Many made claims to be the grand duchess of Russia, but all of them were frauds. It was a gruesome crime: In 1918 Bolshevik revolutionaries executed Russian tsar Nicholas II, the empress, and their five children. But did Anastasia, the youngest daughter, escape? Several impersonators exploited this hope, most famously Anna Anderson, an Anastasia look-alike who filed an unsuccessful suit in 1938 to try to prove her identity—and claim an inheritance. Anderson, who had supporters as well as detractors, died in 1984. A posthumous DNA test found she was unrelated to the Romanovs and appeared to confirm she was a Polish factory worker named Franziska Schanzkowska.

View Images

4. charles ponzi

A famous swindler lends his name to a fraudulent scheme that still endures. In 1919 Italian immigrant Charles Ponzi built a pyramid scheme around international postal reply coupons. Ponzi, who brought in $250,000 a day at the peak of his scheme (about three million dollars today), conned investors into sending him millions of dollars, promising eye-popping returns. Ponzi’s scam—paying one investor with money from others—unraveled in August 1920, when he was charged with 86 counts of mail fraud. In 2008 modern-day Ponzi schemer Bernie Madoff was arrested after bilking investors—including Steven Spielberg, Sandy Koufax, Zsa Zsa Gabor, and Elie Wiesel—out of billions.

View Images

5. p.t. barnum

A gifted showman, P. T. Barnum exploited the public’s desire to be amazed. At his first spectacle, in 1835, showman Phineas Taylor Barnum touted Joice Heth as George Washington’s 161-year-old nursemaid.

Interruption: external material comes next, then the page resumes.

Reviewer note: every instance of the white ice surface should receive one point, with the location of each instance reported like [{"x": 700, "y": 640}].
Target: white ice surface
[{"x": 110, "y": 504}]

Crowds came gawking to see “the greatest natural & national curiosity in the world.” Barnum profited from the public’s hunger for entertainment by planting embellishments and lies in newspapers. His fabrication about Heth blew up after her death, when an autopsy found her to be no more than 80 years old. Barnum’s flair for fake news culminated when, in ill health, he arranged for the publication of his own obituary so he could read it before he died.

View Images

6. charles dawson and arthur smith woodward

Piltdown man, a clever fabrication of a human ancestor, created a sensation. In 1912 fossil enthusiast Charles Dawson and his collaborator Arthur Smith Woodward, a geologist at the British Natural History Museum, announced the unearthing of humanlike skull fragments and an apelike jawbone from a gravel pit near Piltdown, England. Just a few years earlier, Dawson had written to Smith Woodward, saying he was “waiting for the big ‘find.’ ” But Piltdown man, initially hailed as the missing link connecting ape to human, was a fraud: The bones were stained to resemble ancient fossils, and the teeth, from an orangutan, had been filed down to appear human.